Python3: how to select columns I want and avoid keyerror if they are absent


I have some categorical values

E.g. things = 'cat', dog', 'pen', 'bar'

Which I encode to numerical values via OneHotEncoding:

car dog pen bar
1   1   1   1

I want to use some of the columns in my dataset.

E.g. car dog pen and not bar.

I do it by defining the specific columns:

dataset = dataset[['car', 'dog', 'pen']]

But sometimes some of the columns I want - are absent in my dataset, e.g. 'car'

Then Python prints the error:

KeyError: "['car'] not in index"

How can I solve the problem:

  1. to have the columns I want
  2. to avoid the error if the columns I want are absent

Solution

  • You can do some sanity checks.

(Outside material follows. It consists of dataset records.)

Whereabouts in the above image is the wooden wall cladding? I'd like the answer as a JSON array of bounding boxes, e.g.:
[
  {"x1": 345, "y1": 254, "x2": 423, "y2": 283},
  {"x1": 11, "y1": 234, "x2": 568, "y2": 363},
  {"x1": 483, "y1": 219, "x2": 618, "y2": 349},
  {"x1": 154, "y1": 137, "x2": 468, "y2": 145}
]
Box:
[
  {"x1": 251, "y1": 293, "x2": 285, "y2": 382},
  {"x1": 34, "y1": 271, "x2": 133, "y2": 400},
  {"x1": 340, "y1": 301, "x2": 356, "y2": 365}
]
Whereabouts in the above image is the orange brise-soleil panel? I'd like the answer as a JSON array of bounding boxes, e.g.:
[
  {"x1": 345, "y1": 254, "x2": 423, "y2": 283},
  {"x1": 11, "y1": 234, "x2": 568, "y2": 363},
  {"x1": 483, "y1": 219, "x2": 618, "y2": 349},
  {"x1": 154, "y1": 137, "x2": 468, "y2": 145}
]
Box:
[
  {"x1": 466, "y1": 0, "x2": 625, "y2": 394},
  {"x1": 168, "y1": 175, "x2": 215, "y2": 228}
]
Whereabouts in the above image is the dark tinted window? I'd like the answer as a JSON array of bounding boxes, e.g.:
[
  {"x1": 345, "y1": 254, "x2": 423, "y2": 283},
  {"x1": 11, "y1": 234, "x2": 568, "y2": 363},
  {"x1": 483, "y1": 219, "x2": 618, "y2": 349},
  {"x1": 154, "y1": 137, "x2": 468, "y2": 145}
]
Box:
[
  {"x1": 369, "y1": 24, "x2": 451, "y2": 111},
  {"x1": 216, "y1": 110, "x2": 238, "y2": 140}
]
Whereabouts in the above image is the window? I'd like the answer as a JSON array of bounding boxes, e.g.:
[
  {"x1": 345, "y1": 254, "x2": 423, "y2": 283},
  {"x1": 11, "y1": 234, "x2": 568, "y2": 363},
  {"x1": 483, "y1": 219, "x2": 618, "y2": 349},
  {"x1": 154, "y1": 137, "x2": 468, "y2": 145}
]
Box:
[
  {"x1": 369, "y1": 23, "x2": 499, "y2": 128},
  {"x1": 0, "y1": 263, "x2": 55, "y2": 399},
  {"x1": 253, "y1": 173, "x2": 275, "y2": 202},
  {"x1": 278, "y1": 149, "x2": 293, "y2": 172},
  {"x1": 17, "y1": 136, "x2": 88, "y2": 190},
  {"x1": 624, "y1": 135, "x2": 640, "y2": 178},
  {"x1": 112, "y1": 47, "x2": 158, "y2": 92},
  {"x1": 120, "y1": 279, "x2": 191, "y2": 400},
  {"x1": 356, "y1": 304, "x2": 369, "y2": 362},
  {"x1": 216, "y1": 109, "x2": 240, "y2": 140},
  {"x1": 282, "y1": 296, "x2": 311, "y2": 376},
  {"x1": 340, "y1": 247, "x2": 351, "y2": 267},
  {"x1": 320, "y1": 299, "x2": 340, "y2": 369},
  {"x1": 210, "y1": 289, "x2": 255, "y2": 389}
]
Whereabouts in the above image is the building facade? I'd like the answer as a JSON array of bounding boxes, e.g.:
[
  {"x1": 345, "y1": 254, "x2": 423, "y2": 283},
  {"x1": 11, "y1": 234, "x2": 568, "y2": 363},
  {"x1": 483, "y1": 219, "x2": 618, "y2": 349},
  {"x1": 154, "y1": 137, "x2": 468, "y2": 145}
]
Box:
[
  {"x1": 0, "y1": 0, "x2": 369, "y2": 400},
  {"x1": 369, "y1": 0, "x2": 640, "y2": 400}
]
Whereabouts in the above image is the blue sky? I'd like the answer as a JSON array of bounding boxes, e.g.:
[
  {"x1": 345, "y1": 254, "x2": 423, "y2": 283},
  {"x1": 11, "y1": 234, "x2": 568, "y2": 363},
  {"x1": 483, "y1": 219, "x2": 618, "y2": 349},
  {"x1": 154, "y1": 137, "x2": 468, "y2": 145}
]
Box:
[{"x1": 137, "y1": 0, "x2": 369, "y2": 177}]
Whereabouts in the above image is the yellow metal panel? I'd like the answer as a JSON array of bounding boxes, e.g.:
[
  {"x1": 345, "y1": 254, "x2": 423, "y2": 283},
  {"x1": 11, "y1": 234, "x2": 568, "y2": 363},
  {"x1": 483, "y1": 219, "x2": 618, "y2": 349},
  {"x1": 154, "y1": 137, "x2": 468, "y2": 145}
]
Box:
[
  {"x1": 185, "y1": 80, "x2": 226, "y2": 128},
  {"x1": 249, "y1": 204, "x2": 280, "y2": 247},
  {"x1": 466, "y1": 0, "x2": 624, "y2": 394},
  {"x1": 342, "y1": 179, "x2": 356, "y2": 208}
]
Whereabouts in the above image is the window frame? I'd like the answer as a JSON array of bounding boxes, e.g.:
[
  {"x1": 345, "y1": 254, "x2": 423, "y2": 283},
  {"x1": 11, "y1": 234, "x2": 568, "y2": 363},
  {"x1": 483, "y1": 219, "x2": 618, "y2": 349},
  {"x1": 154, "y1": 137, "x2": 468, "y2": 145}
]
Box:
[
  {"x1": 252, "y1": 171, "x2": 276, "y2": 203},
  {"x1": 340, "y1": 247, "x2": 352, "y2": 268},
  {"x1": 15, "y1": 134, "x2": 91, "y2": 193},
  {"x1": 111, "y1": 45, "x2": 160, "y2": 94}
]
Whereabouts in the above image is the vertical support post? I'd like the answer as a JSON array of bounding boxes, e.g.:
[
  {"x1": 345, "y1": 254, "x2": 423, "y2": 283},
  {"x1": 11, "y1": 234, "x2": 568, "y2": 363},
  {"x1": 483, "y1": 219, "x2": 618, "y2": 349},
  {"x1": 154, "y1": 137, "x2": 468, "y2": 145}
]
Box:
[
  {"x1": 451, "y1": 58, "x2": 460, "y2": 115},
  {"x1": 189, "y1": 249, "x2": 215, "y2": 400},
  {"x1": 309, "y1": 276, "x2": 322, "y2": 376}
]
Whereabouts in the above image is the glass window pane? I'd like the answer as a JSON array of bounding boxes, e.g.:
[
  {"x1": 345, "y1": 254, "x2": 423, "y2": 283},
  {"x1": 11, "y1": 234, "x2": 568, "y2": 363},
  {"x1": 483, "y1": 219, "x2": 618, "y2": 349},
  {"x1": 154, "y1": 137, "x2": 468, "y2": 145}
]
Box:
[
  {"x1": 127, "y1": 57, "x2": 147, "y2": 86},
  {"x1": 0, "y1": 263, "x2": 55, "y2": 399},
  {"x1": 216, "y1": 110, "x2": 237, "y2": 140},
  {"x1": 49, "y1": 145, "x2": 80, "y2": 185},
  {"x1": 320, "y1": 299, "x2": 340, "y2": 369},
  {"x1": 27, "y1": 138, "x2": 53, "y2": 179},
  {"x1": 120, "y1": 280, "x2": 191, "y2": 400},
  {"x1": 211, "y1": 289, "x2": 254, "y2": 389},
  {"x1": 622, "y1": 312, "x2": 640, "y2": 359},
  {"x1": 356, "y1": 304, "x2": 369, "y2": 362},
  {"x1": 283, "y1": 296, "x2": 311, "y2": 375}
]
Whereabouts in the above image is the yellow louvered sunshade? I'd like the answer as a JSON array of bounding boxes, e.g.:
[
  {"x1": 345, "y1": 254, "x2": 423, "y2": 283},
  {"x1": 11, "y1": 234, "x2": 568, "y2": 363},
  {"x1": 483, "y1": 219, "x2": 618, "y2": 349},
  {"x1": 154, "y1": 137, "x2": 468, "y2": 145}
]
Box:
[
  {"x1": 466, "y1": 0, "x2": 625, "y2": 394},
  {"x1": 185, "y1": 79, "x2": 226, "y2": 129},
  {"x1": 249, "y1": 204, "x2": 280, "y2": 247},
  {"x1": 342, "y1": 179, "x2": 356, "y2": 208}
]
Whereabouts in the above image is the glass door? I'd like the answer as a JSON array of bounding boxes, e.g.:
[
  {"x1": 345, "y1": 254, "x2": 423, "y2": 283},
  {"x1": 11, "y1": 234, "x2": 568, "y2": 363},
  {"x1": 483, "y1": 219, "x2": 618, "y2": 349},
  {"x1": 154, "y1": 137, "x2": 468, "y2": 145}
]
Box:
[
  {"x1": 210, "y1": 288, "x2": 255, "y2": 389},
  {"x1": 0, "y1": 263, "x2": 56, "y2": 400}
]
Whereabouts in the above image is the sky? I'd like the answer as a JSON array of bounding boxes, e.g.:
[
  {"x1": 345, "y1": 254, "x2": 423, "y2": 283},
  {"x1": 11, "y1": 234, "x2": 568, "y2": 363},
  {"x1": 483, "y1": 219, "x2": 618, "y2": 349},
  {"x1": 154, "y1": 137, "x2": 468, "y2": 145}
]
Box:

An example is the following function:

    def custom_dataset(dataset, req_cols):
        in_, out_ = [], []
        if isinstance(dataset, pd.DataFrame):  # optional
            for col in req_cols:  # check for every existing column
                if col in dataset.columns:
                    in_.append(col)  # append those that are in (i.e. valid)
                else:
                    out_.append(col)  # append those that are NOT in (i.e. invalid)
        return dataset[in_] if in_ else None, out_ if out_ else None
    

    As you can see, it returns a tuple of two elements:

    1. The dataset required of the existing columns only, otherwise it returns None (so you can check for None on the result to avoid errors).
    2. A list of non-found columns (for your records). Otherwise, if all found, it returns None.

    Even if the dataset is not an instance of DataFrame or the user did not provide any columns to collect, the function won't throw an error but rather it will return (None, None).